Thursday, December 31, 2009

My reply to James Buhler

After my paper in the Notre Dame conference in 1994 (see introduction), James Buhler read a response, which I reproduced in yesterday's post. He also notes in an email message that "as I recall, I was repurposing Roy Bhaskar's arguments (developed in Scientific Realism and Human Emancipation) against [Thomas S.] Kuhn's theory of scientific revolution (which Bhaskar understands as a form of what he calls 'super idealism')."

Here are my own comments:
The Littlefield & Neumeyer article came near the end of the era of deconstruction (in literary theory, anyway), and the radicalisms of which Buhler accuses us certainly inhered in the article's argument. Our claim that "value has 'everything to do with the expertise of the professional interpreter' and nothing to do with the work" is simply a reworking for music of the "empty page" notion of reader response theory, where there is no text until the reader constructs it.

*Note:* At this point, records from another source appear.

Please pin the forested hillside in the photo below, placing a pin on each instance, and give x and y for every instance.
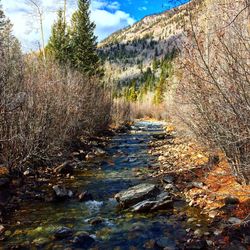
(139, 142)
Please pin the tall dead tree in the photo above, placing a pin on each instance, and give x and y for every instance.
(37, 12)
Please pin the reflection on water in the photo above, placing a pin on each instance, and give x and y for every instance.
(37, 221)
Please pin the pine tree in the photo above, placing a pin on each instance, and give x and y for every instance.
(83, 41)
(58, 44)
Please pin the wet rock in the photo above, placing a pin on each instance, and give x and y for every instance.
(163, 196)
(230, 200)
(90, 156)
(196, 184)
(150, 244)
(163, 242)
(212, 214)
(236, 245)
(62, 193)
(199, 244)
(96, 221)
(4, 182)
(162, 205)
(234, 220)
(28, 172)
(65, 168)
(83, 240)
(168, 179)
(136, 194)
(170, 187)
(159, 136)
(63, 233)
(191, 220)
(40, 241)
(143, 206)
(99, 152)
(2, 229)
(198, 232)
(85, 196)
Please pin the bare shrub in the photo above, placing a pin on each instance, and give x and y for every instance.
(148, 109)
(215, 90)
(47, 110)
(121, 112)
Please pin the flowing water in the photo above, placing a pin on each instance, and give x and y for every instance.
(35, 222)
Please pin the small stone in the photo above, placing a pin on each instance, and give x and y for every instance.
(191, 220)
(83, 240)
(217, 232)
(150, 244)
(62, 192)
(40, 241)
(169, 187)
(136, 194)
(85, 196)
(4, 182)
(96, 221)
(230, 200)
(210, 243)
(28, 172)
(143, 206)
(99, 152)
(163, 242)
(198, 232)
(2, 229)
(90, 156)
(234, 220)
(65, 168)
(212, 214)
(168, 179)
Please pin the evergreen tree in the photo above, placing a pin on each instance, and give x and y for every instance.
(58, 44)
(83, 41)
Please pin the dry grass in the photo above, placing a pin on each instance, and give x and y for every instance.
(47, 111)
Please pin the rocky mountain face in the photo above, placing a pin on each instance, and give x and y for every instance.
(133, 55)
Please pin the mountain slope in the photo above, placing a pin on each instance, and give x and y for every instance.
(132, 54)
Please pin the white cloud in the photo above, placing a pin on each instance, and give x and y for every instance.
(107, 16)
(143, 8)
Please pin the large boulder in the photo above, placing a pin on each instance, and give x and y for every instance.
(143, 206)
(162, 202)
(136, 194)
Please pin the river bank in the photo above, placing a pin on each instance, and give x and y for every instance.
(204, 180)
(77, 208)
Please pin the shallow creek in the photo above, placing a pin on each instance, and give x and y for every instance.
(35, 222)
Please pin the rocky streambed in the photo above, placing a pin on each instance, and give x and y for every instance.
(109, 201)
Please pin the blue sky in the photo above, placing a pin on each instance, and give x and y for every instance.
(109, 16)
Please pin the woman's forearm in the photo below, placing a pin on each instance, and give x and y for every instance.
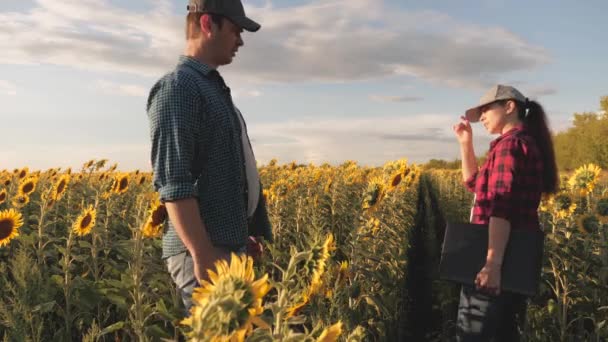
(469, 162)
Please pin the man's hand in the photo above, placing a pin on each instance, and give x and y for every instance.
(488, 279)
(206, 261)
(255, 249)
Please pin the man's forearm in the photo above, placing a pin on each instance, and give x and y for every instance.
(185, 216)
(499, 232)
(469, 162)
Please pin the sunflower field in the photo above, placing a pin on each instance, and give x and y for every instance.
(355, 258)
(573, 301)
(80, 259)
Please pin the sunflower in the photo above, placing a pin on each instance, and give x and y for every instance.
(28, 185)
(601, 209)
(23, 172)
(328, 185)
(121, 183)
(88, 164)
(320, 258)
(10, 222)
(150, 230)
(331, 334)
(229, 305)
(142, 179)
(85, 222)
(585, 178)
(374, 193)
(396, 180)
(60, 187)
(587, 223)
(20, 200)
(297, 308)
(153, 226)
(564, 206)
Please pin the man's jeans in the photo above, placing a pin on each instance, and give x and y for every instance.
(181, 268)
(483, 317)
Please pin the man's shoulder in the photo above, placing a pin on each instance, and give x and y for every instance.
(177, 81)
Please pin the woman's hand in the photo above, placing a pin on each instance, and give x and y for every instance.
(463, 131)
(488, 279)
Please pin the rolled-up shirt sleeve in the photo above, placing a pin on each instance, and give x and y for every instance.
(469, 184)
(172, 108)
(502, 179)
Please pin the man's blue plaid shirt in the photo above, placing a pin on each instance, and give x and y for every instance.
(197, 152)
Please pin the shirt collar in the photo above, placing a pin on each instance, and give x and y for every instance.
(197, 65)
(518, 128)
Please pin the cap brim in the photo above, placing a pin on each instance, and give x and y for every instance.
(473, 114)
(246, 24)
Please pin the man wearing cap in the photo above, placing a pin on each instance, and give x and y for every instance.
(204, 167)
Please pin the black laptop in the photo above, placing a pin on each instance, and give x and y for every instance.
(465, 248)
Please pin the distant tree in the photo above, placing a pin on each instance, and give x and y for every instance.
(586, 141)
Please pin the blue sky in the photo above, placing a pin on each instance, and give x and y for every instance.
(364, 80)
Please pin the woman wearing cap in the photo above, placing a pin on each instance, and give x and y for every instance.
(519, 168)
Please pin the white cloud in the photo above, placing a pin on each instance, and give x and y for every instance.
(122, 89)
(246, 93)
(395, 98)
(329, 41)
(540, 91)
(8, 88)
(370, 141)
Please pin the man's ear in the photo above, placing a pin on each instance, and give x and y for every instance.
(206, 24)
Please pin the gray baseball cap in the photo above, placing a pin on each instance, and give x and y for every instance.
(231, 9)
(496, 93)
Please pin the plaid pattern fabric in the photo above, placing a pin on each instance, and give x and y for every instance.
(197, 152)
(509, 184)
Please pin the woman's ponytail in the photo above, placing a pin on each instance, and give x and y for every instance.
(534, 118)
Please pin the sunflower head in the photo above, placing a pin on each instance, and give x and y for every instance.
(151, 230)
(158, 214)
(396, 180)
(28, 185)
(328, 185)
(23, 172)
(20, 200)
(142, 179)
(297, 308)
(587, 223)
(88, 164)
(374, 193)
(85, 222)
(331, 334)
(602, 206)
(10, 222)
(121, 183)
(601, 209)
(230, 303)
(60, 187)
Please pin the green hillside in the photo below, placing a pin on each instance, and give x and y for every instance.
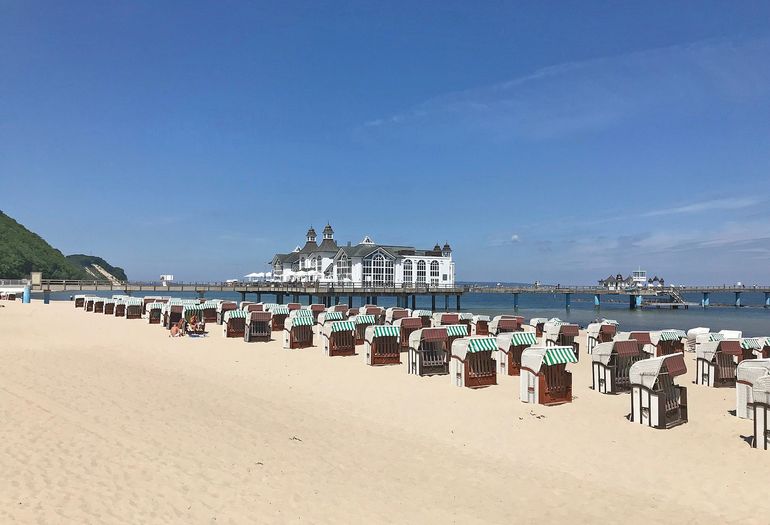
(23, 252)
(87, 261)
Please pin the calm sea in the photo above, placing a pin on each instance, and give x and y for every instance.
(752, 319)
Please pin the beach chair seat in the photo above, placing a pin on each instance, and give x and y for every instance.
(258, 327)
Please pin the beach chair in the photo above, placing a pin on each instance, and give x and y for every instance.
(444, 319)
(362, 321)
(559, 333)
(154, 313)
(257, 326)
(298, 330)
(280, 314)
(755, 347)
(761, 408)
(538, 323)
(510, 346)
(600, 332)
(746, 374)
(611, 365)
(656, 400)
(502, 324)
(381, 345)
(667, 342)
(393, 314)
(234, 323)
(545, 379)
(472, 362)
(317, 310)
(324, 319)
(222, 308)
(209, 311)
(716, 363)
(406, 326)
(426, 316)
(480, 325)
(428, 352)
(692, 335)
(339, 338)
(109, 307)
(98, 305)
(134, 308)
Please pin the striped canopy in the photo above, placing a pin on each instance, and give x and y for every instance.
(671, 335)
(343, 326)
(753, 343)
(234, 314)
(481, 344)
(386, 331)
(555, 355)
(523, 338)
(457, 330)
(303, 320)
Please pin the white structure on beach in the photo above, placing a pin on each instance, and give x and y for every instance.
(366, 263)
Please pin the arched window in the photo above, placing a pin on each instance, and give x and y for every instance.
(408, 276)
(434, 272)
(421, 272)
(343, 268)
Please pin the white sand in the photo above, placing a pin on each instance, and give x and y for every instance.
(106, 420)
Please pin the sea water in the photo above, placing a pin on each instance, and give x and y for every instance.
(751, 318)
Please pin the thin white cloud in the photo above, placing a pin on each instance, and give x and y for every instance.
(595, 94)
(731, 203)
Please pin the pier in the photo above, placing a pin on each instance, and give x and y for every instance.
(405, 296)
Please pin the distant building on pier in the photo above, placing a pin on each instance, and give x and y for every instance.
(366, 263)
(637, 279)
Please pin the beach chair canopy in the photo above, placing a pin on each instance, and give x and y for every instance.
(374, 331)
(325, 317)
(457, 330)
(602, 353)
(408, 322)
(761, 390)
(750, 370)
(709, 349)
(233, 314)
(646, 371)
(339, 326)
(509, 339)
(291, 322)
(466, 345)
(258, 316)
(427, 334)
(535, 358)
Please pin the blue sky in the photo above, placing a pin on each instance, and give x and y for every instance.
(559, 141)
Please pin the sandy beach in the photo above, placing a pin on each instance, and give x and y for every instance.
(106, 420)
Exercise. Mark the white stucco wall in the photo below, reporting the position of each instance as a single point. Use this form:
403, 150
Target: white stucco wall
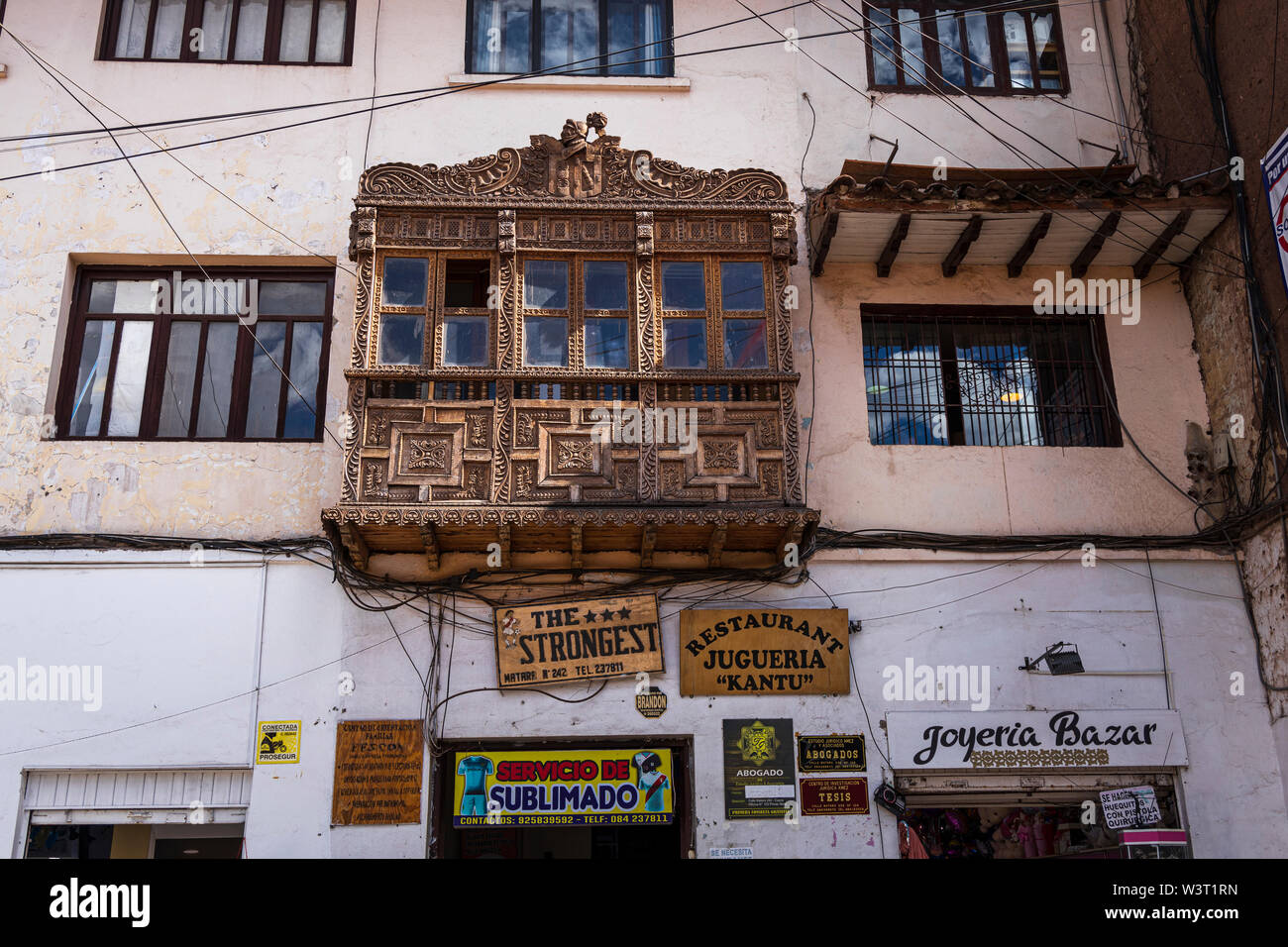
171, 638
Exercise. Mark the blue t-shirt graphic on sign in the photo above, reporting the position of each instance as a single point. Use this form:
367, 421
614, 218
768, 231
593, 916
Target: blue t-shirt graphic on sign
476, 771
651, 780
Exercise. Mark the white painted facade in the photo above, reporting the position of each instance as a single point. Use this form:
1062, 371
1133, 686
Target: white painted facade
192, 656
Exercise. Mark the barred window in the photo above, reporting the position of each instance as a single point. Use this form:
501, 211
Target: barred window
999, 376
965, 47
286, 33
587, 38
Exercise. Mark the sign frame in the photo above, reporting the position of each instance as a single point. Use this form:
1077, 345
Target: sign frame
549, 673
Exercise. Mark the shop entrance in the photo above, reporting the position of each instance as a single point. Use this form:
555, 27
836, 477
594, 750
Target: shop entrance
1039, 823
609, 797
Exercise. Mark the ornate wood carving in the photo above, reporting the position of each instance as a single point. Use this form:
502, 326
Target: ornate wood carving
575, 166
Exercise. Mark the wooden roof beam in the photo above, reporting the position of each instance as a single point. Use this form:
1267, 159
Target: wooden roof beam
969, 235
1030, 244
1160, 243
892, 249
1093, 247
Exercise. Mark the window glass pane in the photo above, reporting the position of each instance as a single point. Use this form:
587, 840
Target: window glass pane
636, 33
570, 34
296, 26
742, 286
404, 281
745, 344
91, 379
979, 50
1016, 31
913, 55
123, 296
252, 22
905, 384
402, 339
465, 341
132, 375
217, 21
545, 283
331, 31
305, 361
606, 344
266, 380
217, 379
884, 55
292, 298
502, 37
167, 34
1048, 55
684, 343
999, 385
132, 34
949, 48
465, 283
683, 285
545, 341
180, 372
604, 283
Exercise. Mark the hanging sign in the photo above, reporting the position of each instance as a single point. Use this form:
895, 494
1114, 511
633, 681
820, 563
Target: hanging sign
760, 771
580, 639
1034, 738
1129, 808
835, 796
278, 741
563, 788
377, 772
800, 651
1274, 178
831, 754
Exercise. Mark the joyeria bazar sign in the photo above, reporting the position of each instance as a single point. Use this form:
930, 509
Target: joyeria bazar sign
1035, 738
802, 651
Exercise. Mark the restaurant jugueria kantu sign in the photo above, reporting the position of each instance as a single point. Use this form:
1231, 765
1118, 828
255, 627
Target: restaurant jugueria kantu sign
565, 788
578, 641
802, 651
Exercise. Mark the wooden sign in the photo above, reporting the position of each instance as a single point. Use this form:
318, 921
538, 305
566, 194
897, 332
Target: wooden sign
558, 642
799, 651
835, 796
377, 774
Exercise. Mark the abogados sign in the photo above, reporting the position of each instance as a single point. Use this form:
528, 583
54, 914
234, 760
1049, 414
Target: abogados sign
802, 651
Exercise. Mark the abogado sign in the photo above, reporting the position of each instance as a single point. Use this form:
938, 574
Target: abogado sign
563, 788
799, 651
578, 641
1034, 738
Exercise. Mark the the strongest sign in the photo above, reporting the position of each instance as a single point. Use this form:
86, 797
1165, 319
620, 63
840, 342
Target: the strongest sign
558, 642
800, 651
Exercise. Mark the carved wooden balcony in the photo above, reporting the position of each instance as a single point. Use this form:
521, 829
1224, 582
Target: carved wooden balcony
702, 464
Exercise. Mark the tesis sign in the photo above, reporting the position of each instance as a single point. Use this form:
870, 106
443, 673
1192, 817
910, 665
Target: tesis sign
1042, 738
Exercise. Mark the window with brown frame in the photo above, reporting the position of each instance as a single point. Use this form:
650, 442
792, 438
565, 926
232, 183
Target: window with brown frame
437, 309
965, 47
999, 376
279, 33
713, 313
166, 355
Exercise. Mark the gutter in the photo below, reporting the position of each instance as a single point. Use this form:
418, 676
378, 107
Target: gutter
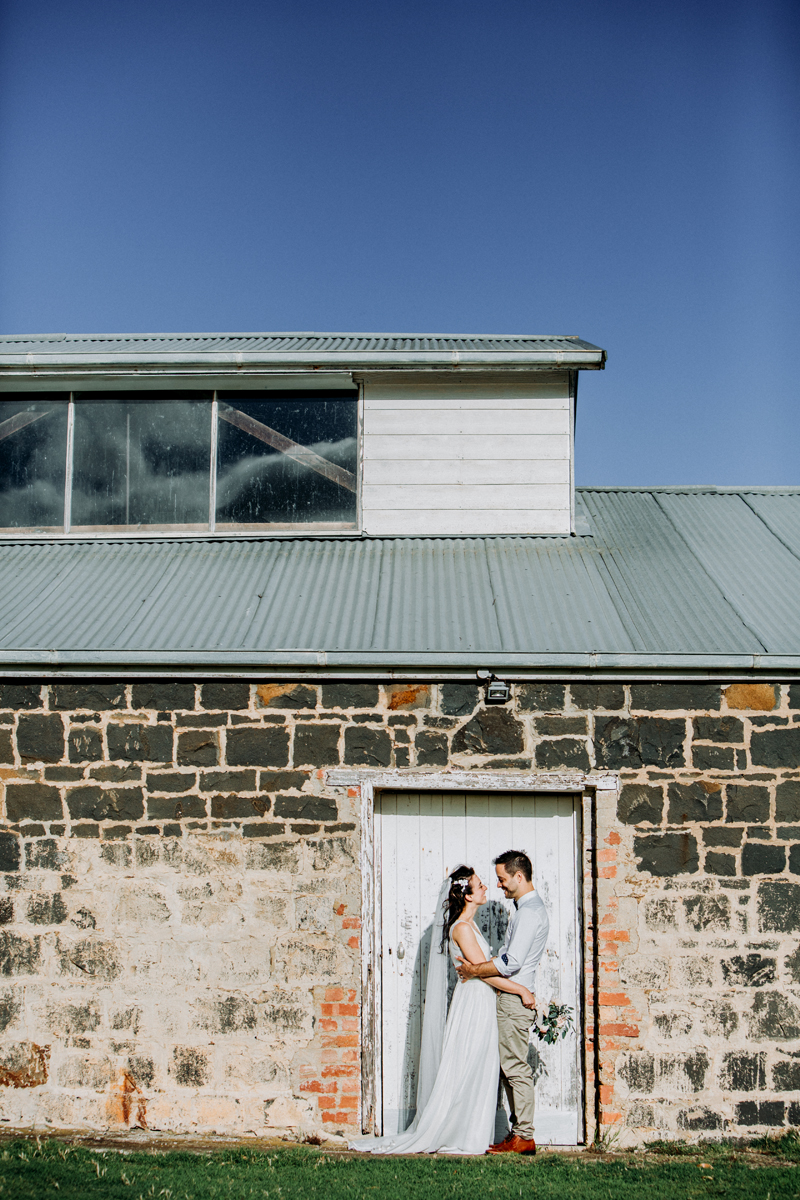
392, 664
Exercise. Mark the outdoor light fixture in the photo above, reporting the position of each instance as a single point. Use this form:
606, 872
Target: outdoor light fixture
497, 691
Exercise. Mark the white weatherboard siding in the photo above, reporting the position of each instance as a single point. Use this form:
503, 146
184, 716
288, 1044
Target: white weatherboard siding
420, 838
459, 455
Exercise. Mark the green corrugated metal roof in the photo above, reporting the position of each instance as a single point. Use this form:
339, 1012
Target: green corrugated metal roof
667, 580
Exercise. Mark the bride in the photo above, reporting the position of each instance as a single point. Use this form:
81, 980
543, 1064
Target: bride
459, 1063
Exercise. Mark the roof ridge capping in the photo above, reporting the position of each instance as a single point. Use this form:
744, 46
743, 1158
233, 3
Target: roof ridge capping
696, 489
299, 333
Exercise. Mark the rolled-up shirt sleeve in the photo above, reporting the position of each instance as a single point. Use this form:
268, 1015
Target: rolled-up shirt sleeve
527, 943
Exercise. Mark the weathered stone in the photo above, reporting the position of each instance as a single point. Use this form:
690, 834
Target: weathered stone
172, 780
673, 1025
661, 913
307, 808
367, 748
693, 802
317, 745
794, 858
162, 696
173, 808
46, 909
743, 1072
669, 853
721, 1019
332, 852
290, 695
230, 807
8, 852
563, 753
683, 1072
761, 859
774, 1017
40, 737
644, 971
106, 803
786, 1075
776, 748
198, 748
230, 781
491, 731
651, 696
280, 856
722, 835
32, 802
747, 803
708, 912
265, 829
405, 697
92, 696
720, 864
224, 695
266, 747
636, 742
559, 726
190, 1067
749, 971
755, 697
787, 801
609, 696
85, 744
713, 757
779, 906
20, 695
19, 955
698, 1120
540, 697
6, 748
459, 699
140, 743
719, 729
637, 1068
349, 695
431, 749
767, 1113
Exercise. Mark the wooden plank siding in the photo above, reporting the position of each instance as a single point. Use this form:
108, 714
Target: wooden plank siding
467, 455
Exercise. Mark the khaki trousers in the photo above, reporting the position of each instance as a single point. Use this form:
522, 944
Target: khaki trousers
516, 1077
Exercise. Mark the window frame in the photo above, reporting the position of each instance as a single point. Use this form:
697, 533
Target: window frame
214, 531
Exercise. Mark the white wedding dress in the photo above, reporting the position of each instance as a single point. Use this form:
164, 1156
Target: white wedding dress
458, 1116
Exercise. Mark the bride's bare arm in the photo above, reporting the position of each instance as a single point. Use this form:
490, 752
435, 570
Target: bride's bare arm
463, 935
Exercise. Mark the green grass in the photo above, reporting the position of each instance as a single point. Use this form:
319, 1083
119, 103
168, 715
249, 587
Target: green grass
56, 1169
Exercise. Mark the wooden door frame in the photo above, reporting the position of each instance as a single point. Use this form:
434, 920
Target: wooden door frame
591, 787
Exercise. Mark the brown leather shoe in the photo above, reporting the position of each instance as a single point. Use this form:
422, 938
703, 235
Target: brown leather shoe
499, 1147
515, 1145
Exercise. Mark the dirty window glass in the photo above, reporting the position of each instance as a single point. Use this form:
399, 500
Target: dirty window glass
176, 462
142, 462
286, 461
32, 463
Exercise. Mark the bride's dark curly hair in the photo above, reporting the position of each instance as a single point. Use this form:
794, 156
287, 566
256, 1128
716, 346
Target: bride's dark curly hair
456, 900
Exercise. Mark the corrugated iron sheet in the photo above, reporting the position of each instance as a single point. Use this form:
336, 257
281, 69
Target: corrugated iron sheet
665, 577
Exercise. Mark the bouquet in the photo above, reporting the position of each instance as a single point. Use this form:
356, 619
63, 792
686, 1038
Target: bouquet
554, 1024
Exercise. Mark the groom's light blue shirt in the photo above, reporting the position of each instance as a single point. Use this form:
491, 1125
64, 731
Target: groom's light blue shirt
524, 941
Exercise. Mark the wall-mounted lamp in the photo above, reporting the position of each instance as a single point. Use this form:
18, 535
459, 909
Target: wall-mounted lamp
497, 691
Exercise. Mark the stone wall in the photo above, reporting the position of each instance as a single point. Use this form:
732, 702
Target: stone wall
180, 894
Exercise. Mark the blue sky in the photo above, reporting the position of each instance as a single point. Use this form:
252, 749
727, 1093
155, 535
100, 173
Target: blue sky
626, 171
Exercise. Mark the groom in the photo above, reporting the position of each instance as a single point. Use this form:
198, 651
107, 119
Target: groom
517, 959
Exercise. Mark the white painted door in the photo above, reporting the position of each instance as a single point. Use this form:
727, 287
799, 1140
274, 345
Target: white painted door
420, 838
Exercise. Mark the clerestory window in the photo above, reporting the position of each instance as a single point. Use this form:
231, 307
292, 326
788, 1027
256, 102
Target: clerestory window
176, 462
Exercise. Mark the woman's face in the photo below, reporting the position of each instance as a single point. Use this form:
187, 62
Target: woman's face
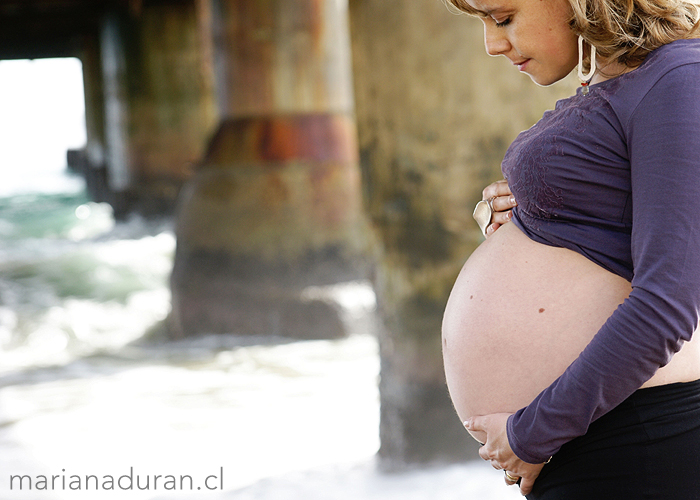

Jim's objections to our position in the article are very similar to objections raised against reader-response theory in the 1980s and early 1990s, and in my view they are consistent with claims I make about self-conscious analytic practice in the MTS article (in that article, I back away a bit from the Littlefield & Neumeyer stance -- see fn10). Whether it's a distinction between "rationalist systems" and "values" (derived from Lewin) or between material and discursive dimensions, the goal is self-conscious practice.

The progress of literary analysis and interpretation across the twentieth century may be charted roughly as the move from author to text to reader to (what we hope is ) a comfortable pluralism of viewpoints and approaches. The nineteenth-century focus on the author, on biography, on history as the deeds of heroic individuals, was still strong in the 1920s. The modernist reaction against that view turned to the text as an organic entity (or, in a different metaphor, an efficient system) -- in effect, the text became independent of the author in the criticism of T. S. Eliot, I. A. Richards, William Empson, and the several American New Critics. This view seemed at first to merge nicely with the structuralist/semiotic program in the 1950s and early 1960s, but the latter (especially when it became linked with psychoanalytic theory, mainly through Julia Kristeva, in the late 1960s) turned more and more toward the reader's response rather than the text's effects. By the 1990s, this had played itself out, and approaches such as the New Historicism tried to resuscitate and rethink biographical/contextual studies in the form of an (anti-analytical) "thick description." Textual analysis was either reshaped as "hermeneutics" (analysis sensitive to context) or was linked ever more tightly to political ideologies. And reader response was either limited to contemporary forms of semiotic analysis or shunted off to the empirical sciences as an aspect of human cognition studies.

That's where we are -- or that seems to me to be the current consensus of where we think we are (!). For more on how thematic criticism and musical analytic practice fit into this, see the Conclusion section of the MTS article.

References:
Littlefield, Richard, and David Neumeyer. "Rewriting Schenker–History, Ideology, Narrative." In Adam Krims, , ed. Music/Ideology: Resisting the Aesthetic, 138-146. Amsterdam: G + B Arts International, 1998. Originally published in Music Theory Spectrum 14/1 (1992): 38-65.
Neumeyer, David. "Thematic Reading, Proto-backgrounds, and Transformations." Music Theory Spectrum 31/2: 284-324.
Bhaskar, Roy. Scientific Realism and Human Emancipation. London: Verso, 1987.
Kuhn, Thomas S. The Structure of Scientific Revolutions. 3d ed. Chicago: University of Chicago Press, 1996. Earlier editions: 2d (1970), 1st (1962).